A Republic of Blackboxes: Hijacking Users Devices for the Greater Good
After Edward Snowden revealed the extent of the National Security Agency's spying program, people worldwide suddenly realised the degree to which their computing devices were gathering personal information that could be accessed by anyone with both the means and the inclination. The games Blackbox and République play with our relationships with our mobile devices, the former by cheekily revealing the functions of the titular blackboxes we hold in our hands, and the latter by crafting a dystopian society in which the player's phone becomes a tool primarily due to its centrality to surveillance culture.
In this paper I consider the ways in which both Blackbox and République make use of the affordances of modern mobile devices to entertain and delight players while at the same time drawing attention to the ease with which malicious actors can exploit these same affordances to discover a worrying amount of information about the user.
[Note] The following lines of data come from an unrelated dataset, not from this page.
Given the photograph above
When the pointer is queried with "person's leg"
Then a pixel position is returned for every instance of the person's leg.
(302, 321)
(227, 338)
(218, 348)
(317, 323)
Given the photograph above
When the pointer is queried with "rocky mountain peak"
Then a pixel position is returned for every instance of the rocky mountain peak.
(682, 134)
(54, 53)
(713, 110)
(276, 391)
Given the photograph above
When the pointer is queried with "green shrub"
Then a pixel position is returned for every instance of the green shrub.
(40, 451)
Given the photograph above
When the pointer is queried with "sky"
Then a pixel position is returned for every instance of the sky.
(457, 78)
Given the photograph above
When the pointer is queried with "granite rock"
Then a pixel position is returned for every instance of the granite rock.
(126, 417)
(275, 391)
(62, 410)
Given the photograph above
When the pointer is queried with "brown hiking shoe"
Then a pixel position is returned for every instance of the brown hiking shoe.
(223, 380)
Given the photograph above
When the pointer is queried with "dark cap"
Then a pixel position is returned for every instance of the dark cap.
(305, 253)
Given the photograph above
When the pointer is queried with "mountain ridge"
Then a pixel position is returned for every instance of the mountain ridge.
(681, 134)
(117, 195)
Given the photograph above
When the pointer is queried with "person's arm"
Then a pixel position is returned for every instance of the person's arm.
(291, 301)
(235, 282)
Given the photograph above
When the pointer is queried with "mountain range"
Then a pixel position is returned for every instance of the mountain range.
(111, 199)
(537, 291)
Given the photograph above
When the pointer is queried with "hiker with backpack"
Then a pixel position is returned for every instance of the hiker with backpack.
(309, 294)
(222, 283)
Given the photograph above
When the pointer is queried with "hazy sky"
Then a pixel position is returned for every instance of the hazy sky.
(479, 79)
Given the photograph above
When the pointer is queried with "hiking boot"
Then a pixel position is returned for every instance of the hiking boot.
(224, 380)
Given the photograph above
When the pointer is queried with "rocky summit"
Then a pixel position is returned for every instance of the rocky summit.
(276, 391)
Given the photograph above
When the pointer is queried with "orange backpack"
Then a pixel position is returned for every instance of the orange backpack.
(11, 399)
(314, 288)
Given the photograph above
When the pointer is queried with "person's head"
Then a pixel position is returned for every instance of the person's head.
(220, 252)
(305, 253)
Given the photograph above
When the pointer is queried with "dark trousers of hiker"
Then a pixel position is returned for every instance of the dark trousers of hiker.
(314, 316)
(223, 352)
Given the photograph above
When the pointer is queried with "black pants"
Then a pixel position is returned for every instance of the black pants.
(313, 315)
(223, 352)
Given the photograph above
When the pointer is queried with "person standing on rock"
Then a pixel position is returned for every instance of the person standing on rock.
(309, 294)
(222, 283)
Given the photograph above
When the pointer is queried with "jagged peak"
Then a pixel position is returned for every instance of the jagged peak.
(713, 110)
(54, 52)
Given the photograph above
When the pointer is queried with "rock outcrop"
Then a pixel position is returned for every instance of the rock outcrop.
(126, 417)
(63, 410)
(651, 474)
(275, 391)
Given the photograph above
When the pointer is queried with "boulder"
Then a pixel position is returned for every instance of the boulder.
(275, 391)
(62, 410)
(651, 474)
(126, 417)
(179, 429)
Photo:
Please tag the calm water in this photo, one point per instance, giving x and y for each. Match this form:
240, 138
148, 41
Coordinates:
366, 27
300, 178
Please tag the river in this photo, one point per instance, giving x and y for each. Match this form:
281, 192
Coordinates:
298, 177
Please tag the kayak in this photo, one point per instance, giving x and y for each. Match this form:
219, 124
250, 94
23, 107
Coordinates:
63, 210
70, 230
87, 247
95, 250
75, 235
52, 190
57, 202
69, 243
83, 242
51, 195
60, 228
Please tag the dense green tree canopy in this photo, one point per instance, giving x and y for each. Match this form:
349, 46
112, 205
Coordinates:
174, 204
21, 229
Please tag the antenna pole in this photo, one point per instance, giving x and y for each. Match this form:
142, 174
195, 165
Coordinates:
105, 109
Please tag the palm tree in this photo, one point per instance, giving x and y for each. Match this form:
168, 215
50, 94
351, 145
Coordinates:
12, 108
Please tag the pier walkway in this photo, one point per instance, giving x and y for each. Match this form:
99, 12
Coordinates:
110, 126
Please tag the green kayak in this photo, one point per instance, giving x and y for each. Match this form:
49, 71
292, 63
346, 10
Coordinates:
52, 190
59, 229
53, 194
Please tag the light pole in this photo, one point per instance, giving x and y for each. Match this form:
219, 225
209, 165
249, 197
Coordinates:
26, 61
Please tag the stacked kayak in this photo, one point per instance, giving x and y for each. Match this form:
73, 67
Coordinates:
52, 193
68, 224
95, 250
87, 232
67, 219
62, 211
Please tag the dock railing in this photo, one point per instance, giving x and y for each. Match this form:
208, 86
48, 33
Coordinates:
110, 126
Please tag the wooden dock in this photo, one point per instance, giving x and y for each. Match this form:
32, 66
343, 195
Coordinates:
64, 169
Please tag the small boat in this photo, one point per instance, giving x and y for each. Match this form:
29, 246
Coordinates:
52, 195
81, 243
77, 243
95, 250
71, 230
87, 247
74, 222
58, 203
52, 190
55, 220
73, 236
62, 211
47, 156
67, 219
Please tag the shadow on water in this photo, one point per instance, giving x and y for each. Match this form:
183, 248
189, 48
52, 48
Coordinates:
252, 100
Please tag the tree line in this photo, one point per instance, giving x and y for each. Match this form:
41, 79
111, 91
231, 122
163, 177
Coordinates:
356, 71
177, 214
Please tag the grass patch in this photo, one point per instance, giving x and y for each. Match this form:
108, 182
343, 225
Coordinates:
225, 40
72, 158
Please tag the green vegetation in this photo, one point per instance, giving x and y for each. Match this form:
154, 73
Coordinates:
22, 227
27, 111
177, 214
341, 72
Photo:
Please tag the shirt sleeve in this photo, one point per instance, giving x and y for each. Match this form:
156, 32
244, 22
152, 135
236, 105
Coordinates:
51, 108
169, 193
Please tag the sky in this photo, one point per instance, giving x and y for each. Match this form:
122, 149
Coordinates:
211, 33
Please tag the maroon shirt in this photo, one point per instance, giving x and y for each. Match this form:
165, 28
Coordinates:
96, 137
The tactics each game uses are notably different: Blackbox makes the user discover that it is secretly streaming an empty audio track without explicitly drawing a comparison to Facebook’s use of a similar tactic to spy on the user; République, by contrast, has the player make use of in-game cellphones, webcams, and Xbox consoles to spy on the game’s protagonist, drawing a direct comparison to the CIA’s use of the same devices.
Despite these differences, however, each game makes use of the affordances of the platform to insert a crowbar into the gap between the user’s expectations and the technological reality of our devices. As I will demonstrate, the use of a player’s device to exploit hidden functionality within a ludic framework is a powerful illustration of the vulnerability of users to bad-faith actors, a vulnerability that works of electronic literature are uniquely positioned to communicate.